Today I learned that I did not get a position at work that seemed perfect for me.
This is the eighth interview I've had at my company without a single offer. My current position is adequate, but provides little chance for advancement and is not where I want to be in five or 10 years.
Why didn't I get the job? The only reason I can discern (aside from any one of several full-blown conspiracy theories) is that I was a bit lighter on technical skills than they wanted, although I was assured during the interview that I would be trained on any technical applications I might need.
It's the ultimate career conundrum--you can't get a job because you don't have experience, but WHERE IN THE HELL ARE YOU SUPPOSED TO GET THE EXPERIENCE? (And I'm a bit old for the Army! Navy! Air Force! Marines! Just the fact that I remember that ad ages me terribly.)

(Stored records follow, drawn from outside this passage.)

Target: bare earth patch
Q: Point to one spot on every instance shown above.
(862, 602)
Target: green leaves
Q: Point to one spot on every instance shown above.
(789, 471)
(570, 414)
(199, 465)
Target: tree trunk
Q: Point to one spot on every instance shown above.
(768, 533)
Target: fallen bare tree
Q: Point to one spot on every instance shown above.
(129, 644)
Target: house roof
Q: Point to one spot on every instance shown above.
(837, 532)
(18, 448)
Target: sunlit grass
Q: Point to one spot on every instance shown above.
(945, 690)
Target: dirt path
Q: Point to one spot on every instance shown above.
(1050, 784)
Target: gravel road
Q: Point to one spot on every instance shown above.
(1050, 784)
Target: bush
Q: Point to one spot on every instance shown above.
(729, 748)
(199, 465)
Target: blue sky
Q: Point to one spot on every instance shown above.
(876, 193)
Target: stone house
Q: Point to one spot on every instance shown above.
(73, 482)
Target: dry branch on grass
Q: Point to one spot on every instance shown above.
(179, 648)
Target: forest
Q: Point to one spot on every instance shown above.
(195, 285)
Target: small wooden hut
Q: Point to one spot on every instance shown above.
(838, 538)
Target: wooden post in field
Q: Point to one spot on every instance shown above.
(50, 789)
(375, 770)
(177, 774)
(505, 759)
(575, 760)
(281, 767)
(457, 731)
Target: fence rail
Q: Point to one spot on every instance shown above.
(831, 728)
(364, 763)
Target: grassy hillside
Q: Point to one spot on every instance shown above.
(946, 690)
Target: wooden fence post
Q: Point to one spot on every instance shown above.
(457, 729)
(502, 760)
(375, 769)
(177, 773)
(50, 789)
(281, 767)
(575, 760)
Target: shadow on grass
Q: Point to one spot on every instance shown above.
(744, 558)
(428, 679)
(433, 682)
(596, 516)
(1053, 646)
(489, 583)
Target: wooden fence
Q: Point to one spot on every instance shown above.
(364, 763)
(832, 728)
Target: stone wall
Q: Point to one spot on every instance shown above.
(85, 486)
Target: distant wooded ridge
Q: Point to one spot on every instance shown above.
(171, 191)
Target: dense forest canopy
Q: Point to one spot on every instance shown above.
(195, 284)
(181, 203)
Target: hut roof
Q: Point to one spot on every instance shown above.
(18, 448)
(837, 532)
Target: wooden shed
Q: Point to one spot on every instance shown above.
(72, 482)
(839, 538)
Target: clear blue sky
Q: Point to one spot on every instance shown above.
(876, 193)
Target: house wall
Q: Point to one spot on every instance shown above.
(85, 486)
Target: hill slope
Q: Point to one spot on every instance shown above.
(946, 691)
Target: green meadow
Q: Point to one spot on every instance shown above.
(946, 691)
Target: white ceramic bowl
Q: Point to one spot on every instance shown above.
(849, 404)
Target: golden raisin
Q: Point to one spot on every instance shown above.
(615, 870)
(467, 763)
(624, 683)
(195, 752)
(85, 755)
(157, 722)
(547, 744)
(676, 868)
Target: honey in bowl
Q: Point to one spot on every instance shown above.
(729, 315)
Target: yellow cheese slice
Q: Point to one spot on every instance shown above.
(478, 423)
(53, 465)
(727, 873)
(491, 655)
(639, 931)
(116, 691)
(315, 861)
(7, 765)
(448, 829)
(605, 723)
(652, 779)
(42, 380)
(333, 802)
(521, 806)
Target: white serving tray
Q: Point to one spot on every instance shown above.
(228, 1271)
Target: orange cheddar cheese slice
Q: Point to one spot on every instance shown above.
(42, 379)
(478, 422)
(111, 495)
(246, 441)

This is a big problem in information technology because the field changes rapidly. I earned a subsequent bachelor's degree in Management Information Sciences in 2002, and what I learned in school already seems dated. I can tell you the difference between ring architecture and bus architecture, but nobody cares. IT job openings make my head spin nowadays. C#? J2EE? WTF?
I haven't done myself many favors. As far as my career goes, I have always had a bad habit of jumping on every bandwagon right before it goes off a cliff. I got into IT back in the good old days, when every other ad on TV was for a dot-com. By the time I graduated, the dot-com boom was gone. Hard to believe that it was only nine years ago that Newsweek ran a cover of a cartoon woman crying and asking, "Why aren't I rich yet?" Now they could have her ask, "Why did I lose my house?"
Also working against me (for most positions) is that my pre-tech experience is in journalism. I once worked for the Daily Racing Form, which makes many techies react as if I'd been in prison. (Seriously, one interviewer actually started to get up from the table when he read that paragraph on my resume.) One person told me that my background had nothing to do with data. Anybody who thinks the Form has nothing to do with data has obviously never read one.
So where does this leave me? Do I keep trying to find another position in my company, hoping that the ninth, 15th, 28th time will be the charm? Do I keep sending resumes out into the black hole of cyberspace?
Or do I just clean up my cube and assume I'm going to be sitting in it for a long time?